The literature around higenamine provides few answers. One study on toxicity was done on rats China in 2013, is encouraging: No rats died when they took oral dosages of higenamine, but the authors also add that in humans, “the safety of oral dosages of higenamine as high as 62 mg remains unknown.”
How Does Higenamine Affect a Work-Out?
Generally, higenamine seems to affect the heart by increasing it’s ejection fraction — a percentage of blood the heart can pump out each time it contracts. Normally, endurance training can increase the ejection fraction — creating an efficient heart that can catapult a runner across the finish line or a cyclist to a mountaintop.
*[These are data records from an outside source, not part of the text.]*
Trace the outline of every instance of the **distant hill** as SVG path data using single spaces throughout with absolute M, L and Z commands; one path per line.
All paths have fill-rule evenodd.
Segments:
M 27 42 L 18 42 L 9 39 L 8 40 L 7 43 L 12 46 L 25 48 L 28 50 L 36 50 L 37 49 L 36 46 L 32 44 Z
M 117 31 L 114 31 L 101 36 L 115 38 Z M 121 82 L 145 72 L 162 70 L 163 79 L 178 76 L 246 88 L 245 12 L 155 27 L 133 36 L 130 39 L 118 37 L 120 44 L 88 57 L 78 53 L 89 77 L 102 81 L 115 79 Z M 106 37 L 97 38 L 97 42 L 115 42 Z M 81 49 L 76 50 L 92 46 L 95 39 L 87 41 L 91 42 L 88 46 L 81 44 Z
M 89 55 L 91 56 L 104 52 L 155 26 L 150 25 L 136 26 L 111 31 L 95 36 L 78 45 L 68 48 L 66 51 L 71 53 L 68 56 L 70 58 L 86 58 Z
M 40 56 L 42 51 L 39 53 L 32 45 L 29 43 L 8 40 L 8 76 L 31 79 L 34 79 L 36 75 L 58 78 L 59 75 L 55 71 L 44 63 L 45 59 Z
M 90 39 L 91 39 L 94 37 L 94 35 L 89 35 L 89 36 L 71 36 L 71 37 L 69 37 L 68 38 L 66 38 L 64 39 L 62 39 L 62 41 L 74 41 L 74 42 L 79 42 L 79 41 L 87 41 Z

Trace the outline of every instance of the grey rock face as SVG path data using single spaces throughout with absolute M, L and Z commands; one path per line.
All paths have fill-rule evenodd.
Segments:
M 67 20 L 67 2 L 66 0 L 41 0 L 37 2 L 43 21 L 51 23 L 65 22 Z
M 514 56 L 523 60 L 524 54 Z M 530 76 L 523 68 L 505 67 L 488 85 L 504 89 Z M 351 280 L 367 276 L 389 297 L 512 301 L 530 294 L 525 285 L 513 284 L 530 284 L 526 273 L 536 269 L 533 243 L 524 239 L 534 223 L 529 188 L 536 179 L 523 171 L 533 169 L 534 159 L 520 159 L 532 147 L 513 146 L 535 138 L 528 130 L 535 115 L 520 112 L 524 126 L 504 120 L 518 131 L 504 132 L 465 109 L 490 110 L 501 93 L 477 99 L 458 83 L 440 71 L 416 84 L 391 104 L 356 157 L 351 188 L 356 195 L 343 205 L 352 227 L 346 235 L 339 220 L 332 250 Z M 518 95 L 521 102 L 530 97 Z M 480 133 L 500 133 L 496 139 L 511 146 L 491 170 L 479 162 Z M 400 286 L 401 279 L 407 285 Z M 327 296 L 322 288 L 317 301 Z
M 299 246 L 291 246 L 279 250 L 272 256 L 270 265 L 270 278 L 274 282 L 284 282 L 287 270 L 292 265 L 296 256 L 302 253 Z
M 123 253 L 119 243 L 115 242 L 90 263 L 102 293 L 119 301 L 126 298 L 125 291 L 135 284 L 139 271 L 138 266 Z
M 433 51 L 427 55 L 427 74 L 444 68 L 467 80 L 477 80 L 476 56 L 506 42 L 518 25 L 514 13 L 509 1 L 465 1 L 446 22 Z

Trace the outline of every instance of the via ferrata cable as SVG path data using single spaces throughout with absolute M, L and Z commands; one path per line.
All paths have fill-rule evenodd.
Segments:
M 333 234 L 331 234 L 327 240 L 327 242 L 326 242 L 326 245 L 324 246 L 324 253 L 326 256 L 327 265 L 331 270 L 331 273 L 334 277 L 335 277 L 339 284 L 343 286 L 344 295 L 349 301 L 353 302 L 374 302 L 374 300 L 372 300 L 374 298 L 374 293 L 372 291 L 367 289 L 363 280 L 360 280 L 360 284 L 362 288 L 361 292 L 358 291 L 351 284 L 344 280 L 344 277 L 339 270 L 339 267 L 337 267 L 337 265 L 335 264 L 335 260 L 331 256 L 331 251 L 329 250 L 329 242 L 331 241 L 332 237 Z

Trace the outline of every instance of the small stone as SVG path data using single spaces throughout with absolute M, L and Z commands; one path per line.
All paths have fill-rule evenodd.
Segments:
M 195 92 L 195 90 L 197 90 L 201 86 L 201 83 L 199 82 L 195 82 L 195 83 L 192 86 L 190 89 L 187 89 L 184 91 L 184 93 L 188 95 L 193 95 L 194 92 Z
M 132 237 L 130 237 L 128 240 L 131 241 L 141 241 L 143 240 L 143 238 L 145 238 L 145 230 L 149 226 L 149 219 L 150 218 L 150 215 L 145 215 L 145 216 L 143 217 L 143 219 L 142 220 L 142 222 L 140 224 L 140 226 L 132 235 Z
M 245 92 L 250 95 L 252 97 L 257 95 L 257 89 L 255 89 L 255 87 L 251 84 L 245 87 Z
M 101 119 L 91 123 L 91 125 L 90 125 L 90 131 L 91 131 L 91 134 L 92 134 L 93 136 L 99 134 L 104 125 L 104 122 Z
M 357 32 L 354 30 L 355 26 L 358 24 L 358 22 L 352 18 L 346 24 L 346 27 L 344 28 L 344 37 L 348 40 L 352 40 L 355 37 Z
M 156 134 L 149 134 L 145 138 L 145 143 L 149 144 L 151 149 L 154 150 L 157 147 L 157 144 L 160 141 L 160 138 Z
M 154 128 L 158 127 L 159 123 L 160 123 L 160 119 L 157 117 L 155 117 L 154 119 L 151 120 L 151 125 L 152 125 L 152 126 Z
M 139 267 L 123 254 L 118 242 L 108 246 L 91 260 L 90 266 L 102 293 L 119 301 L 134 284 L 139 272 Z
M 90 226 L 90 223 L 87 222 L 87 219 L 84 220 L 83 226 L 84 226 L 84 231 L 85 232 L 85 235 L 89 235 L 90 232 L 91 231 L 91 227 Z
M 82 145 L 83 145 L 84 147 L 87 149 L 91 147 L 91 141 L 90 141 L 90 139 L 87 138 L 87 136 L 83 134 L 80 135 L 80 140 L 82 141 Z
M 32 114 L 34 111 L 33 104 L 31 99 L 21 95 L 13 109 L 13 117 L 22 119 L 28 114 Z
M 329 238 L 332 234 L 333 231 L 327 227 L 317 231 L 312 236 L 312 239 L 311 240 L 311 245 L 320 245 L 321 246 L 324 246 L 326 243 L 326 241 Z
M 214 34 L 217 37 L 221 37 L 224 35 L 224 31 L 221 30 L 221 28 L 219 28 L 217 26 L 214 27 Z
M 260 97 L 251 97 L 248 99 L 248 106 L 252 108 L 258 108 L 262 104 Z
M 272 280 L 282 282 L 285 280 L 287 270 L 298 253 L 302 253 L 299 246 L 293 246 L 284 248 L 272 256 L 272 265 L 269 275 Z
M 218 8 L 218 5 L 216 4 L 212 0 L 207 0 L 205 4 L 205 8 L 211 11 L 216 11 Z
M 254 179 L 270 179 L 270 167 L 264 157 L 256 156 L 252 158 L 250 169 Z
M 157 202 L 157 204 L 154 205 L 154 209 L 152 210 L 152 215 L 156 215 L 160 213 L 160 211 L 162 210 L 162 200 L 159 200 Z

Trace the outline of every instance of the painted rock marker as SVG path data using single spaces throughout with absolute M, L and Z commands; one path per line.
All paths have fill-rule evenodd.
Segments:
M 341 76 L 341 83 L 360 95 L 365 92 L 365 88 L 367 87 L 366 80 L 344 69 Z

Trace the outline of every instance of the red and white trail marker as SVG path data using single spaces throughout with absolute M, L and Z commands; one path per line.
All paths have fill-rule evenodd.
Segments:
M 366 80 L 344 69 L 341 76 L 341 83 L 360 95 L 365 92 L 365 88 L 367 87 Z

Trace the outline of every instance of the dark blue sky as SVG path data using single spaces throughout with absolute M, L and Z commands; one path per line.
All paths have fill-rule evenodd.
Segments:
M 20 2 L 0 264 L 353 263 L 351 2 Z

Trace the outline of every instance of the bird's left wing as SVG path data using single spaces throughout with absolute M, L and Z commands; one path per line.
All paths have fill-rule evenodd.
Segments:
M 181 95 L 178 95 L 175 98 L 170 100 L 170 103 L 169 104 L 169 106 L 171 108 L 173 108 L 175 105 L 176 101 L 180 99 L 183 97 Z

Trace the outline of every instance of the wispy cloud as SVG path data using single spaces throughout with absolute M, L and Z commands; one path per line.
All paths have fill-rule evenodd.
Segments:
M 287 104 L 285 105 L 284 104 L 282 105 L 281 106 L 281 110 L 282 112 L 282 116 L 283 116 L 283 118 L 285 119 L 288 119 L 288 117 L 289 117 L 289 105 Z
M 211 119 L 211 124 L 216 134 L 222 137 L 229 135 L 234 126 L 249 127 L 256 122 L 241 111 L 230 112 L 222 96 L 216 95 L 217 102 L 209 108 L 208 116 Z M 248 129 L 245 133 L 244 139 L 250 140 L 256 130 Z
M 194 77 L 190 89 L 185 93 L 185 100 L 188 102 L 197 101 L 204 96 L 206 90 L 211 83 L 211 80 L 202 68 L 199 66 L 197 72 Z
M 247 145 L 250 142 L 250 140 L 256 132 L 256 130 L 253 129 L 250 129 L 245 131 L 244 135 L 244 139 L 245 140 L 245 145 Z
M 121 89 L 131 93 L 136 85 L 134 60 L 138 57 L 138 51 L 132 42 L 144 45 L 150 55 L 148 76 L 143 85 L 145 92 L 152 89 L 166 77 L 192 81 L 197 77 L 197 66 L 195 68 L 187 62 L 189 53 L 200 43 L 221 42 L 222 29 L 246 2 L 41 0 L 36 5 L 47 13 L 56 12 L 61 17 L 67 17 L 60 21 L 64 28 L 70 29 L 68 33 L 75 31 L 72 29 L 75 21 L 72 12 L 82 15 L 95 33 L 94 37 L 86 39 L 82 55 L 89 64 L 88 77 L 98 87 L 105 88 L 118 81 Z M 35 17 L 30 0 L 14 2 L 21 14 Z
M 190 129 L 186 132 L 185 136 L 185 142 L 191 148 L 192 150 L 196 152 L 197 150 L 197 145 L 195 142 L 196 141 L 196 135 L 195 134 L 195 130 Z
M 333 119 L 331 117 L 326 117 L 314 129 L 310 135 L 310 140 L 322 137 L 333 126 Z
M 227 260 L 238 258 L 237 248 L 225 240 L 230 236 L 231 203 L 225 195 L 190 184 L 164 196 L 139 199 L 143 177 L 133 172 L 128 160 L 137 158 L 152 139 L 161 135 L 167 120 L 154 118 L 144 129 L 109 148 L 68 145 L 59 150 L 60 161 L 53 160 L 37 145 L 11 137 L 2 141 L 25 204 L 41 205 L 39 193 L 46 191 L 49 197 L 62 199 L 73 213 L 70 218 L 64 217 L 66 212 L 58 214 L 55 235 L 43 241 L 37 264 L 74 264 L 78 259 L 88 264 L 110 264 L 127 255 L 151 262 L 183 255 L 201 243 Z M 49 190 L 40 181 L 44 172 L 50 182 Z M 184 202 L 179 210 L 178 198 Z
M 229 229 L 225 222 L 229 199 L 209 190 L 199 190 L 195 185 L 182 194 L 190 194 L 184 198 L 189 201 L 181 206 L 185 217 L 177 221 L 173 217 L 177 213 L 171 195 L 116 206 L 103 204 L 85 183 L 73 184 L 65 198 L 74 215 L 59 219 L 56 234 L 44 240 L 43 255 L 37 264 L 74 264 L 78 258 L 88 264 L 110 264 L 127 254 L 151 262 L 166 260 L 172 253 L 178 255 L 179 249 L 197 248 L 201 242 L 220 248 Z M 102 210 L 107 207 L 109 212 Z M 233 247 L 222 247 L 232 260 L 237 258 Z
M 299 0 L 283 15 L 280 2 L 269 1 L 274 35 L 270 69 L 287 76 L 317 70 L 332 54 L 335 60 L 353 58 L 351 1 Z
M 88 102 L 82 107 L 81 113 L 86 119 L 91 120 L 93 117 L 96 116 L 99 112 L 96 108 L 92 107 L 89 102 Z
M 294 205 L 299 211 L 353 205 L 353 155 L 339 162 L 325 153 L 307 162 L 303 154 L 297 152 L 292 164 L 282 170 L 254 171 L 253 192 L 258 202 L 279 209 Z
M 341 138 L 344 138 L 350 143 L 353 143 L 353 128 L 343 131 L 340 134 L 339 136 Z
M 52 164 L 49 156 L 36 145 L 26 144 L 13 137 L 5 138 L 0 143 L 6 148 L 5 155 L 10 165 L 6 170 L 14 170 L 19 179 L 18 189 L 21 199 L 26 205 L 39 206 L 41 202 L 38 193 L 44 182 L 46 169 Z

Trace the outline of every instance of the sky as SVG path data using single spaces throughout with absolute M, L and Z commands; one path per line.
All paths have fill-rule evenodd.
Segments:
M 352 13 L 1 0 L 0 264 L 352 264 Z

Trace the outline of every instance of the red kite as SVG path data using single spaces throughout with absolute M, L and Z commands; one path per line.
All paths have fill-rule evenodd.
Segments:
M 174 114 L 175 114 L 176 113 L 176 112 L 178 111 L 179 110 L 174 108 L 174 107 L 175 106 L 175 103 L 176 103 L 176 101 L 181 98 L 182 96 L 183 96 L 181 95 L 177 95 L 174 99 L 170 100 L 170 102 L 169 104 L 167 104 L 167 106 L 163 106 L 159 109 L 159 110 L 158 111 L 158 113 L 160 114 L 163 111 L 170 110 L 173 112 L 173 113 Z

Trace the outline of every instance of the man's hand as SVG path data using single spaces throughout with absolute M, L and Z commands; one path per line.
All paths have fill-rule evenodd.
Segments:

“Higenamine would make a lot of sense in sports context,” Cohen says. “If you have a compound that can make the heart beat faster and stronger, which we think higenamine can do, then it would be feasible to think that it could improve athletic performance.”
It’s not a replacement for hours of hard work — few drugs are — but preliminary studies indicate that it does increase heart rate in a way that could have training benefits or even therapeudic effects. For instance, one study showed that a 2.5mg dose of higenamine could increase an ejection fraction by roughly 14 percent in 15 patients with heart disease.
This may be a tempting offer, but it comes at a high price. Toxicity aside, even trace amounts of higenamne can sideline athletes because of NCAA and WADA bans, and the FDA is currently reviewing the findings of Cohen’s paper.